MANADO, KOMPAS — Ekspor pala Siau dari Kabupaten Siau Tagulandang Biaro, Sulawesi Utara, ke sejumlah negara Uni Eropa ditolak. Dalam kurun waktu dua tahun terakhir, komoditas perkebunan itu telah tujuh kali mengalami gagal ekspor. Penolakan itu diduga akibat kadar aflatoksin yang tinggi dalam pala Siau.
Kepala Dinas Perkebunan Sulawesi Utara Refly Ngantung di Manado, Selasa (29/5/2018), mengatakan, kegagalan ekspor itu memengaruhi harga pala Siau di tingkat petani. Saat ini, harga pala Siau turun menjadi Rp 53.000-Rp 55.000 per kilogram dari harga Rp 60.000 per kg pada 2017.
Menurut Refly, Rapid Alert System for Food and Feed (RASFF) telah mengeluarkan tujuh kali notifikasi ekspor untuk pala Siau, yakni enam kali tahun 2017 dan sekali tahun 2018. Kegagalan ekspor juga terjadi pada tahun 2015, yakni delapan kali. RASFF adalah sistem yang dimiliki Uni Eropa untuk melakukan deteksi terhadap keamanan makanan dan pakan yang masuk Uni Eropa.
”Kami masih mencari data volume pala yang gagal ekspor. Data itu ada pada eksportir,” kata Refly.
Bupati Siau Tagulandang Biaro (Sitaro) Tonny Supit menduga, pala Siau telah dicampur dengan pala dari daerah lain yang memiliki aflatoksin tinggi. Aflatoksin adalah racun yang dihasilkan jamur.
Menurut Tonny, pala Siau telah mendapat pengakuan dunia sebagai pala berkualitas nomor satu. Ia menaruh curiga terhadap sikap pedagang yang mencampur pala untuk keuntungan sesaat tanpa memelihara citra asal pala.

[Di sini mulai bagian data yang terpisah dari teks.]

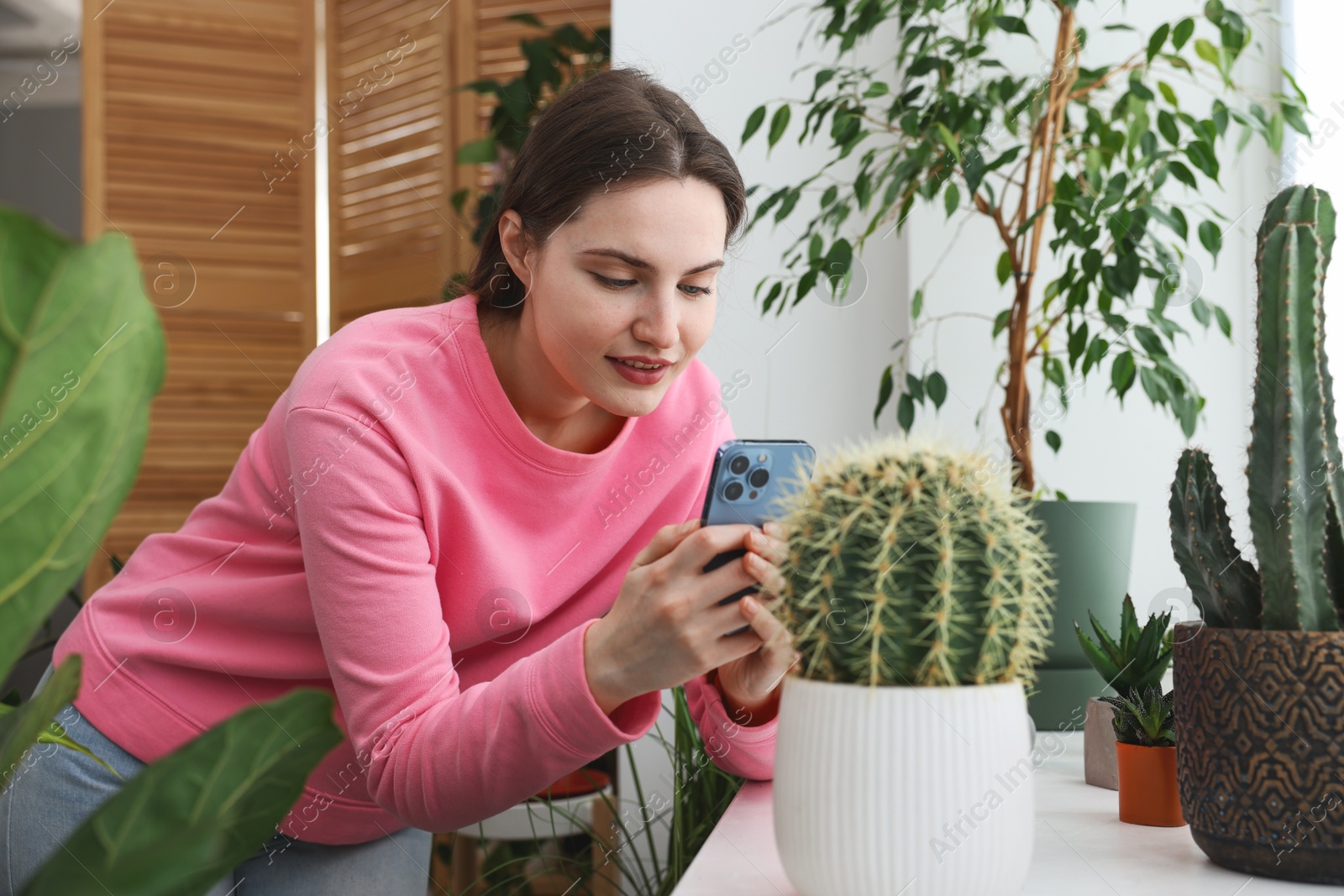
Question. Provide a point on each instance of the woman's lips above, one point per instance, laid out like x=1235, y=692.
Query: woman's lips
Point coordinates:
x=636, y=375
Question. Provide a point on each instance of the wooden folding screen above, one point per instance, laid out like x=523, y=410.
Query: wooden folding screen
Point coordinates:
x=201, y=127
x=186, y=105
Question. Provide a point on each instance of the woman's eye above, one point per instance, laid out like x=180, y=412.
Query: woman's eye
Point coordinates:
x=613, y=284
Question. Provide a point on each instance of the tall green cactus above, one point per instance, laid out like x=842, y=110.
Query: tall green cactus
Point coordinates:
x=1294, y=469
x=914, y=567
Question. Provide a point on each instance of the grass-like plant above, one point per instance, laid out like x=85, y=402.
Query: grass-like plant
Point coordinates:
x=1139, y=658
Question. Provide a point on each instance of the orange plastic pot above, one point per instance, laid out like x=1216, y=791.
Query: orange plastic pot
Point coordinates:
x=1148, y=786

Namun, ia mengatakan, penolakan ekspor pala Siau di Uni Eropa tidak memengaruhi perdagangan pala di daerahnya. Tonny menambahkan, penurunan harga pala di tingkat petani berkorelasi dengan perdagangan pala internasional yang kini lesu.
”Pala Siau selalu dipermainkan dan dicampur dengan pala daerah lain, bahkan beberapa kali pala Sangihe dan Maluku dibawa dengan kapal ke Siau, kemudian dikirim ke Bitung. Mereka melakukan kamuflase asal pala. Ini sudah kejahatan perdagangan,” tuturnya.
Selanjutnya, Tonny mengatakan, persoalannya adalah nyaris semua eksportir pala Indonesia melabeli produk mereka sebagai pala Siau. ”Ini sebabnya, pala Siau membutuhkan semacam tanda dari pemerintah daerah untuk menjamin pasar Uni Eropa bahwa komoditas yang mereka beli itu benar-benar pala Siau. Di pasar Uni Eropa, julukan untuk pala Siau adalah ’King of Spices’,” ujarnya.
Pemerhati pala di Siau, Johny Bokang, mengatakan, kandungan aflatoksin berasal dari tanah. Racun itu masuk ke buah pala yang jatuh ke tanah.
Menurut dia, petani pala di Siau melakukan panen dengan cara memetik di pohon, sedangkan buah yang jatuh dibiarkan busuk. ”Kalau di daerah lain, buah pala yang jatuh ke tanah masih digunakan untuk ekspor, jelas mengandung aflatoksin tinggi,” ujarnya.